Recruited at dawn by Elowen the Forest Witch, a crone whose whispers bent briars to her will, Morin was plucked from his plow like a weed from the earth. She saw in him not a boy, but a blade to be forged—raw, unfeeling, perfect for the hunt. Under her tutelage in the whispering groves, where roots twisted like veins and fog clung like specters, he trained as an undead destroyer. Runes etched into his palms burned with eldritch fire, teaching him to wield a scythe enchanted to reap souls, not wheat. No morality stirred in his chest; the witch's potions dulled any flicker of conscience, leaving only the cold calculus of necessity. To Morin, the ends justified every means—burn a village to draw out a ghoul? A small price. Slaughter innocents mistaken for revenants? Collateral in the greater purge.
He craves the utter annihilation of the undead plague that gnawed at the realm's edges, a personal vendetta born when wights claimed his kin, leaving him to bury their gnawed bones. But the undead multiply like shadows at dusk, fueled by an ancient curse he cannot trace to its necrotic heart, thwarted by rival necromancers and the very forests that hide their lairs. So he prowls relentlessly, allying with cutthroats, poisoning wells to flush out lurkers, his methods as brutal as the foes he hunts. It works because his amorality unnerves even the dead; foes hesitate before a man who smiles as he dismembers, whistling an old farm tune—a lilting, off-key melody from his boyhood fields, now a dirge that echoes through charnel pits, marking his unhinged quirk.

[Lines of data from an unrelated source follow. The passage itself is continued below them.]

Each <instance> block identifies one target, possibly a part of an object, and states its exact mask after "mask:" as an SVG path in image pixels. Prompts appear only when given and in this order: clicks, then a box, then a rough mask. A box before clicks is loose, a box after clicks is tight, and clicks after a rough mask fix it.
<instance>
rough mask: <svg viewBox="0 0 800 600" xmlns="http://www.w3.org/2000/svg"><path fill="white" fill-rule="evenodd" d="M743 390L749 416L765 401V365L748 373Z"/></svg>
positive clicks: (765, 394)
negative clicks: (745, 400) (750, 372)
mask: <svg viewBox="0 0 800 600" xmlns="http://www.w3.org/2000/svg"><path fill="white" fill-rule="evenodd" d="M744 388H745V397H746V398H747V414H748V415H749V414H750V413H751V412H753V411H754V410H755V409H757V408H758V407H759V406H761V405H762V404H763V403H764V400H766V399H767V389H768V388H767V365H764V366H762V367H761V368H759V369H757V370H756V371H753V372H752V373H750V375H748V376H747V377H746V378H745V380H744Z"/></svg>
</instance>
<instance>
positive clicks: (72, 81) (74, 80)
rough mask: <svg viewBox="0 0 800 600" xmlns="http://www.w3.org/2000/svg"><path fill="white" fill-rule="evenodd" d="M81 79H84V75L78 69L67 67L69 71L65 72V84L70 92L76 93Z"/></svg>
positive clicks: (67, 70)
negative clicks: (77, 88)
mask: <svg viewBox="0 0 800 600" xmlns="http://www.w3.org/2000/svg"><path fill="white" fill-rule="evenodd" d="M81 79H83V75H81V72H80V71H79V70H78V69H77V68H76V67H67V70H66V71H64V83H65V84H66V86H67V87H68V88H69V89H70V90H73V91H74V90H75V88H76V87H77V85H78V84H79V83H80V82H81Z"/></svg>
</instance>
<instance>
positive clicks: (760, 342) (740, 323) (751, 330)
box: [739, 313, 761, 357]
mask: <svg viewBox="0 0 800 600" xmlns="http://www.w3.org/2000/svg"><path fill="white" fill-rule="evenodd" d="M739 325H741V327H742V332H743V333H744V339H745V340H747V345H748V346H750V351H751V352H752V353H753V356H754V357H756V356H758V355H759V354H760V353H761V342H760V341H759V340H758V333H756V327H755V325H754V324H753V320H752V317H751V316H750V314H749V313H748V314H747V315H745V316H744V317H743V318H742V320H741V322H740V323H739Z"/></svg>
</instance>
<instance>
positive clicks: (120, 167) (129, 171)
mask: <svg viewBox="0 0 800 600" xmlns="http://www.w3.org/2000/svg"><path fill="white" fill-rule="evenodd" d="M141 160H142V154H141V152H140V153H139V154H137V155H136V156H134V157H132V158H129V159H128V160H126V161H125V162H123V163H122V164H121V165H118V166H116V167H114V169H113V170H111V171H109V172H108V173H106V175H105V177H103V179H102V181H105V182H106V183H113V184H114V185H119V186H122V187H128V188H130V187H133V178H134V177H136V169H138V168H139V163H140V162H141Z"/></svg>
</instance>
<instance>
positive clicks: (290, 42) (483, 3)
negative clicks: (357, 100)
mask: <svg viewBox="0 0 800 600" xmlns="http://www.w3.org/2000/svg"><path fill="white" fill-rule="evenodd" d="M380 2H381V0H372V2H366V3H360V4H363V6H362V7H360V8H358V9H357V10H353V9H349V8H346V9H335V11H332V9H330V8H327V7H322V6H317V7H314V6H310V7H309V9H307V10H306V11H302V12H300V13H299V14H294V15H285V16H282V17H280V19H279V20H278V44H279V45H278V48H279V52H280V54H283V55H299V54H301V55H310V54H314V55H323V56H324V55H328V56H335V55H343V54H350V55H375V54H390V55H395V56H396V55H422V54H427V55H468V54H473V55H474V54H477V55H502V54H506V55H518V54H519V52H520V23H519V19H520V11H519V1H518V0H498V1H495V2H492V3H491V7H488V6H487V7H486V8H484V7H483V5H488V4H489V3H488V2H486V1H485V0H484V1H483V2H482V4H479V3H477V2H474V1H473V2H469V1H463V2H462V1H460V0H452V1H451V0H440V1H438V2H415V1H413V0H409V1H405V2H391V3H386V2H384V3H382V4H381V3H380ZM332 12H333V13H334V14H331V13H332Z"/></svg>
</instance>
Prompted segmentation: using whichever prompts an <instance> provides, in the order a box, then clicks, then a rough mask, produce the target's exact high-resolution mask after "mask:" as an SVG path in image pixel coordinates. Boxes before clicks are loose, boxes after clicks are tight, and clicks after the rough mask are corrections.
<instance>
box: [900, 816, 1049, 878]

Conflicts tear at him: the witch's growing demands bind him like thorns, whispers of betrayal in her eyes, while echoes of his farmer's life haunt his dreams—guiltless, yet a hollow ache for the soil he forsook. His path ends in firelit ruin, confronting the curse's source in a barrow of bones, victorious yet forever changed, a destroyer who razed the world to save it, wandering as a ghost among the living, his whistle the only sound in the silence he wrought.